I want to let you know that my journey is unique to me, and it might be totally different than yours, and sometimes none of what I write about may help you, but I still appreciate you visiting this amandatrustysays.com domain that I am still trying to accept.
So, thank you for your amazing support. Thank you to the one person to actually submitted a picture for Roar 3.0, and I’m sorry if I never take the hours to make that project happen because I’m trying to keep my stress-induced excema at bay. Thank you for spreading Roar, and loving me even if you don’t know me at all.
Thank you in advance for enjoying the blog posts that are to come that pertain to you. If you don’t perform, or have never been scrutinized by just headshot and resume for a Broadway dance call, then you might not relate to every post. If you don’t have disordered eating or a food addiction, then you might not relate to every post. But I beg of you, if you have a boyfriend or a girlfriend that could relate to one of those posts, spread the wealth and pay it forward to them. That’s why I started writing in the first place. Because I needed someone out there to pay this knowledge forward to me. And when there was no such thing to be shared with me, I just sucked it up and created it myself.
I believe in the power of Roar. I do. I believe in the aloha spirit. I believe in the power of hot coffee, neck pillows, dark chocolate, and child artwork. I think these things can change the world just as much as recycling, GMO-banning, and those ASPCA commercials that make me bawl.
But I also believe in self-care, and enjoying life, and learning something new every day, and maybe not always altering my life, or my writing, or even my wardrobe choices, to what the world needs at every moment.

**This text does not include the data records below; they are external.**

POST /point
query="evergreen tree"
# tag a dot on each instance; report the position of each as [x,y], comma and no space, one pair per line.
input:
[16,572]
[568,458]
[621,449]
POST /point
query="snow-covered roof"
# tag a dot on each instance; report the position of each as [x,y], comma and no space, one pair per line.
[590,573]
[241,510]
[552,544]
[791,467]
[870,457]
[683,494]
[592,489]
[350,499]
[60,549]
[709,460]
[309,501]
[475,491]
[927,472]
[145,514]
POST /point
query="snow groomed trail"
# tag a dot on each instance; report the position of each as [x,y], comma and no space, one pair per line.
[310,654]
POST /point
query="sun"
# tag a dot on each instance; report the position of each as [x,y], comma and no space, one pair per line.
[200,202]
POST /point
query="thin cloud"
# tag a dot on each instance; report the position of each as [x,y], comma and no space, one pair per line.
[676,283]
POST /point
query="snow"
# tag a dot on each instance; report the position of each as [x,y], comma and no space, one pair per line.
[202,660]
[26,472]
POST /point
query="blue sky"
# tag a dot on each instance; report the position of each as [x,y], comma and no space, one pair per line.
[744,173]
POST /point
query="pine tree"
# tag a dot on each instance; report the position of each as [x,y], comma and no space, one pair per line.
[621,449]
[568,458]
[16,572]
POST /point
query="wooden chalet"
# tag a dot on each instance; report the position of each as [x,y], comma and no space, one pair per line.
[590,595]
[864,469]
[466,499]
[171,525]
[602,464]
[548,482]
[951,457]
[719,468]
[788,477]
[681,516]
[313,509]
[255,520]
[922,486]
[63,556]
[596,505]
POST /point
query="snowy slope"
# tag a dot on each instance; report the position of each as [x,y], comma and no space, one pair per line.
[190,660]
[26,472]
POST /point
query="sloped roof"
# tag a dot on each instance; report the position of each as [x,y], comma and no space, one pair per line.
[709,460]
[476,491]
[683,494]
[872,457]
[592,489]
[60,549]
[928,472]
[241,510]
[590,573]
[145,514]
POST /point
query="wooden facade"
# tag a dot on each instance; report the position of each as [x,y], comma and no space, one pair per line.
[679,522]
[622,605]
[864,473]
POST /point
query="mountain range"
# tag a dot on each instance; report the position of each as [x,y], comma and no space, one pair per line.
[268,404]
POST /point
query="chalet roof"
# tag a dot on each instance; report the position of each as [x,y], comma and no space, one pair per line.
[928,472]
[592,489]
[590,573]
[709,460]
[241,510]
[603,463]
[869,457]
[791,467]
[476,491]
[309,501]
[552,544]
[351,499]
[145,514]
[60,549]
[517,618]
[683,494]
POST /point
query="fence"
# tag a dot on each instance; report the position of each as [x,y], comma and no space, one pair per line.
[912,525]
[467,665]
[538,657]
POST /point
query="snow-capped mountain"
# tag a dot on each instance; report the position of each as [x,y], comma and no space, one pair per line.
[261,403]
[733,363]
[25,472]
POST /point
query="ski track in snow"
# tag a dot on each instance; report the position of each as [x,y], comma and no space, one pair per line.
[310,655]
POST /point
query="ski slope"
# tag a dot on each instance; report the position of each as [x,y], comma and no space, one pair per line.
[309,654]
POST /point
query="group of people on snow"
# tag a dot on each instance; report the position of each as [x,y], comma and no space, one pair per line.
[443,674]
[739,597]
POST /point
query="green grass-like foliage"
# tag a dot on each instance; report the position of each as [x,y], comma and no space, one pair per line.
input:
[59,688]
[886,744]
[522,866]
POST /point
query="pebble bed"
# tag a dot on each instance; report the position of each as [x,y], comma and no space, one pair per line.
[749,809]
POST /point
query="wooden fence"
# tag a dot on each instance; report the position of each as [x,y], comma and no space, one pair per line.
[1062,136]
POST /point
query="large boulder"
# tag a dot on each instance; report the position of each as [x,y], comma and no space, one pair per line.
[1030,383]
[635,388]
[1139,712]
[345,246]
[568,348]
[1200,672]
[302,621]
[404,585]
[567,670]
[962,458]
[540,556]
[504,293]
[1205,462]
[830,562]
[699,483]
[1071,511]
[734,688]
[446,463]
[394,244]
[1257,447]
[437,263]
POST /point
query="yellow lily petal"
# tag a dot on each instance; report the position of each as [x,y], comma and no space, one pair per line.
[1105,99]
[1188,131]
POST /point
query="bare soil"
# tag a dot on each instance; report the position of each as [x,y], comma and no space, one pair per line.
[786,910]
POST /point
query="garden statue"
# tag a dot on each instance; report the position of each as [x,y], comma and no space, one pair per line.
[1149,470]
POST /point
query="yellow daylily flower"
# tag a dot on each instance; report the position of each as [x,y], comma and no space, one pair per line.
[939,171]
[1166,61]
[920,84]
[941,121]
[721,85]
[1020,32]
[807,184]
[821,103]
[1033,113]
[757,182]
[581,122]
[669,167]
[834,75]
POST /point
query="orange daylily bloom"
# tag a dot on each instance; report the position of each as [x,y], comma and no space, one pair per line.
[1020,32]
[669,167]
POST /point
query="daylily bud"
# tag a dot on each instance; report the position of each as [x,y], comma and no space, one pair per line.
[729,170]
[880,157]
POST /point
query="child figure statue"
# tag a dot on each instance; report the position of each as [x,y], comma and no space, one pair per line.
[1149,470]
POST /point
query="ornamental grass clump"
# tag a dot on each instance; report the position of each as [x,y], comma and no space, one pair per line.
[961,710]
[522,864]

Sometimes, as my excema has taught me, it’s okay to make a choice that only benefits me, and me alone. In the end, I think my happiness is way more effective in any world peace movement than my depression, and so I don’t feel guilty about this.
Thank you for listening to my stream of conciousness. Thank you for joining me in Hawaii next January for the first “Restore Your Roar” workshop. (What? Did I just slip that secret out by accident?) Thank you for sharing your happiness with the world. Thank you for taking care of yourself. Thank you for inspiring me. And welcome, to the new, real, true, amandatrustysays.com. (Oh God, I will just never get over how that sounds.).